The players play for the team, not vice versa. Nothing will kill the neon flames of this sorry fandango like our cold, naked indifference. We have to take our share of the blame for inflating the egos of these people that are meant to be pawns in a team sport. We live in an age where a grown man- with grey hair that suggests his advancement in years- thinks nothing of standing outside a courthouse with a life-size cardboard cut-out of John Terry. What an apposite symbol of how fucked we all are.

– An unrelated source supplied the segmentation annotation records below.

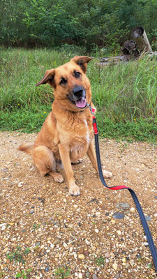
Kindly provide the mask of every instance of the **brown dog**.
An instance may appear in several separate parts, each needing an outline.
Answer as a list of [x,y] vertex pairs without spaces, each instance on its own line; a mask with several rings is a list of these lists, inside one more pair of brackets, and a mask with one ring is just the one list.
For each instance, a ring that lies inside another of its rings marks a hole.
[[[56,69],[47,70],[36,86],[49,83],[54,88],[54,101],[34,144],[22,144],[18,149],[33,155],[40,175],[51,175],[55,181],[63,182],[56,172],[63,166],[70,195],[80,195],[71,163],[80,163],[87,153],[98,172],[92,142],[92,116],[87,104],[91,103],[91,91],[86,75],[87,63],[92,58],[75,56]],[[112,173],[103,171],[105,178]]]

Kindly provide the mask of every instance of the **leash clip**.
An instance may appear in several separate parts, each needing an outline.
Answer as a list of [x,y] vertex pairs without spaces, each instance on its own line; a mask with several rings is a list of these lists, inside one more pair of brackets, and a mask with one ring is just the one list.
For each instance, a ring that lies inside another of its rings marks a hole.
[[93,115],[93,127],[94,127],[94,135],[97,135],[98,133],[98,128],[97,128],[97,125],[96,125],[96,119],[95,113],[94,113],[96,110],[94,107],[91,107],[90,104],[88,105],[88,107],[89,108],[91,113]]
[[91,114],[93,114],[94,116],[94,117],[93,116],[93,118],[95,118],[95,113],[94,112],[95,112],[96,110],[94,107],[91,107],[91,104],[88,104],[88,107],[89,108]]

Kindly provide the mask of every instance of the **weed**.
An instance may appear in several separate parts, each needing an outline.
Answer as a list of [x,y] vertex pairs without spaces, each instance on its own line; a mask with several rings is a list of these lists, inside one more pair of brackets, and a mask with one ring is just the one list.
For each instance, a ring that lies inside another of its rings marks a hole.
[[21,246],[17,246],[15,252],[10,252],[7,255],[7,258],[10,262],[22,262],[24,264],[25,264],[24,256],[28,255],[29,252],[29,248],[26,248],[24,251],[22,251]]
[[29,269],[26,271],[22,270],[22,273],[16,273],[15,278],[16,278],[27,279],[27,275],[29,274],[30,272],[31,272],[31,270],[32,270],[31,269]]
[[[45,70],[67,62],[75,54],[65,47],[2,50],[0,69],[0,129],[38,132],[54,100],[53,89],[35,84]],[[46,52],[46,53],[45,53]],[[69,56],[70,52],[70,56]],[[50,61],[50,56],[51,61]],[[156,142],[157,71],[156,61],[143,59],[100,68],[89,63],[87,76],[97,107],[99,134],[103,137]]]
[[59,267],[55,271],[54,275],[57,279],[63,279],[68,278],[68,276],[70,276],[70,269]]

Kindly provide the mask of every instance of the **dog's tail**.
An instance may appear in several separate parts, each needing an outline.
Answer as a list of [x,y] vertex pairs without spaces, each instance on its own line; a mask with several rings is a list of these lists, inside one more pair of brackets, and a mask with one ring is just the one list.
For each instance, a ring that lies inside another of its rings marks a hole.
[[18,147],[18,150],[20,150],[20,151],[26,152],[28,154],[32,154],[33,147],[33,144],[24,144]]

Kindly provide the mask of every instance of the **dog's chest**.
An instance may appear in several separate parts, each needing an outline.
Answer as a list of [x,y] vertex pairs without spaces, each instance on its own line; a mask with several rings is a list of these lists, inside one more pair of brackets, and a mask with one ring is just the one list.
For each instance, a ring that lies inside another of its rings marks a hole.
[[92,124],[86,119],[79,121],[73,121],[71,125],[67,123],[60,134],[62,144],[70,151],[77,151],[79,153],[84,150],[87,151],[92,138]]

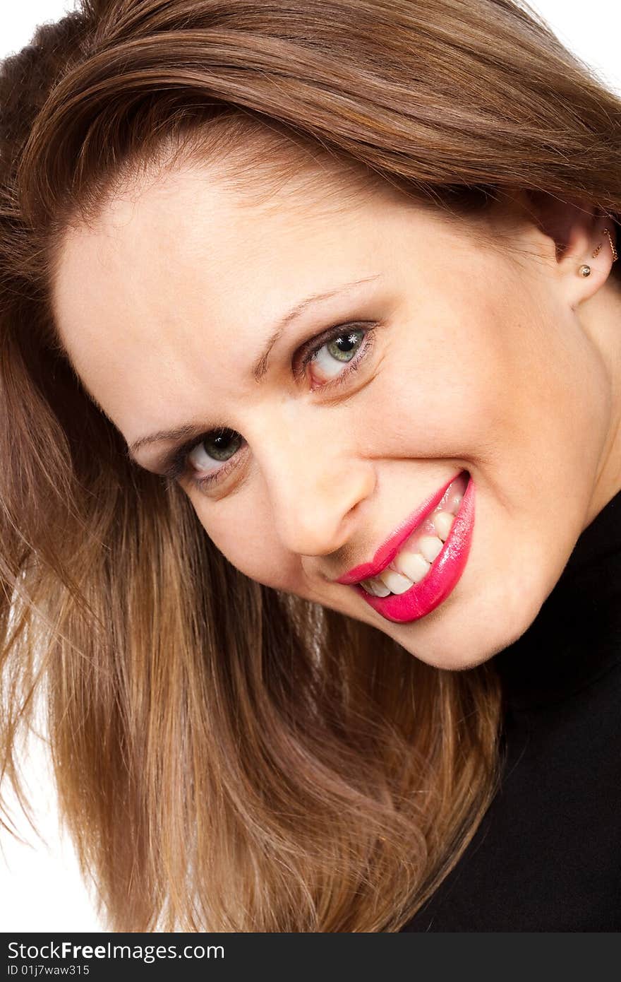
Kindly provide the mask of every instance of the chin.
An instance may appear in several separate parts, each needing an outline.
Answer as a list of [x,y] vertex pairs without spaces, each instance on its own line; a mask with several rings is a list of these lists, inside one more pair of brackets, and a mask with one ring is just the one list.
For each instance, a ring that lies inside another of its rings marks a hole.
[[[524,585],[524,584],[523,584]],[[434,668],[448,672],[463,672],[489,661],[517,641],[530,627],[543,602],[522,588],[516,591],[512,603],[509,597],[498,598],[490,609],[479,609],[466,620],[457,612],[441,616],[441,605],[430,615],[425,625],[417,625],[416,636],[397,637],[399,644],[415,658]],[[502,619],[498,610],[503,611]],[[446,612],[447,613],[447,612]]]

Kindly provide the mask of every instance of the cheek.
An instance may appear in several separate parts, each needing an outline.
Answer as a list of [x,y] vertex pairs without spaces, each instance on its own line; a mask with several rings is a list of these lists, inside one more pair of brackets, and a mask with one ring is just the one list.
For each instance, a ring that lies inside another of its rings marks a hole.
[[256,490],[244,489],[221,502],[202,501],[196,492],[189,498],[207,535],[232,566],[266,586],[293,589],[299,562],[279,542],[270,510]]

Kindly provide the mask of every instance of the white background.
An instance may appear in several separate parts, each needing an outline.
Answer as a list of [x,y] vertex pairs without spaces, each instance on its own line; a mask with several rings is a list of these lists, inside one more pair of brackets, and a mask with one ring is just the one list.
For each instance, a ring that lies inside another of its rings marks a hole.
[[[59,20],[74,0],[2,0],[0,58],[28,42],[36,25]],[[621,93],[618,0],[532,0],[560,39]],[[44,744],[34,740],[27,756],[34,835],[16,805],[14,812],[25,844],[0,829],[0,931],[101,931],[94,906],[78,872],[71,842],[60,834],[56,801]]]

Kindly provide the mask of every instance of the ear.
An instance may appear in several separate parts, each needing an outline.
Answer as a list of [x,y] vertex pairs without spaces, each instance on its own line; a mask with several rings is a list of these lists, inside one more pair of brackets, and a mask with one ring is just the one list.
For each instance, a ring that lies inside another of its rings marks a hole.
[[[543,191],[528,191],[522,192],[522,200],[547,237],[543,248],[569,304],[579,306],[608,279],[618,252],[615,222],[582,198],[561,201]],[[590,266],[591,273],[584,276],[581,266]]]

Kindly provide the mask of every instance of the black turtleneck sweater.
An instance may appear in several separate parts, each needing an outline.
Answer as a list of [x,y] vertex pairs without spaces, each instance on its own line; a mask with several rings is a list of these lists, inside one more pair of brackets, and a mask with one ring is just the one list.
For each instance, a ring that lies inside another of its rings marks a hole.
[[621,491],[580,535],[502,680],[500,790],[402,931],[621,930]]

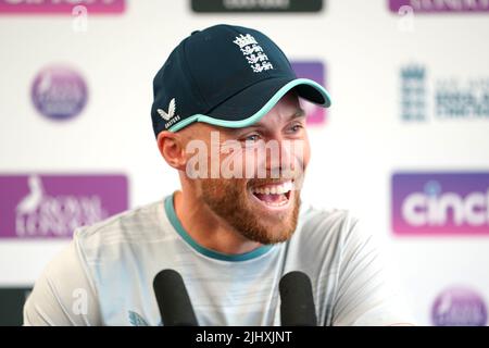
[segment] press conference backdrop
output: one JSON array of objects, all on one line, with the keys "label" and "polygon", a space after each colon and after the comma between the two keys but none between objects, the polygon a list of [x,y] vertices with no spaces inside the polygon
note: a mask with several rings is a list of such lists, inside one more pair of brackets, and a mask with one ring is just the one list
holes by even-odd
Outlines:
[{"label": "press conference backdrop", "polygon": [[78,225],[178,178],[152,77],[192,30],[269,35],[333,107],[305,104],[303,197],[374,232],[422,325],[487,325],[489,3],[482,0],[0,0],[0,323]]}]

And we are. Like I said, maybe it’s a symptom of being a football fan, but our emotional incontinence is a contributory factor. It’s not just the jargon of agents that skews football’s lexicon in the summer months, where terms such as “ambition”, “direction” and “boyhood dream” become synonyms for something darker. There never was any loyalty in the sport; the opportunities for movement are simply greater due to looser contract legislation. But players are discouraged from being honest not just out of boardroom brinkmanship, but fear of emotive backlash. (We are just as disloyal to players as they are to us in any case. Johan Djourou is our longest serving player and a lot of people seem to genuinely hate him for some reason).

It’s a terrifying concoction of the footballer’s hubris and the football fan’s ready sense of emotional turmoil that leads, just as a hypothetical example, a club captain into releasing a statement questioning a club’s direction on his personal website. Of course he is advised to entitle this missive “update for the fans.” Don’t worry kids, the Easter bunny IS real. I think this piece sums it up rather nicely, but footballers patronise us and speak to us like children that need protecting because that is how we behave.

I’ve lost count of the amount of people I have seen say something like, “You know, I would respect player x much more if he just admitted he was doing it for the money.” And I always doubt the veracity of that. I would imagine that a lot of people wouldn’t bat much of an eyelid, but a very large, squealy-voiced proportion of football fans just wouldn’t have the maturity to deal with it. It’s one of our great tragedies I guess. We ask for the truth, but really, we can’t handle the truth. Especially when we allow ourselves to become so invested in the lies. LD.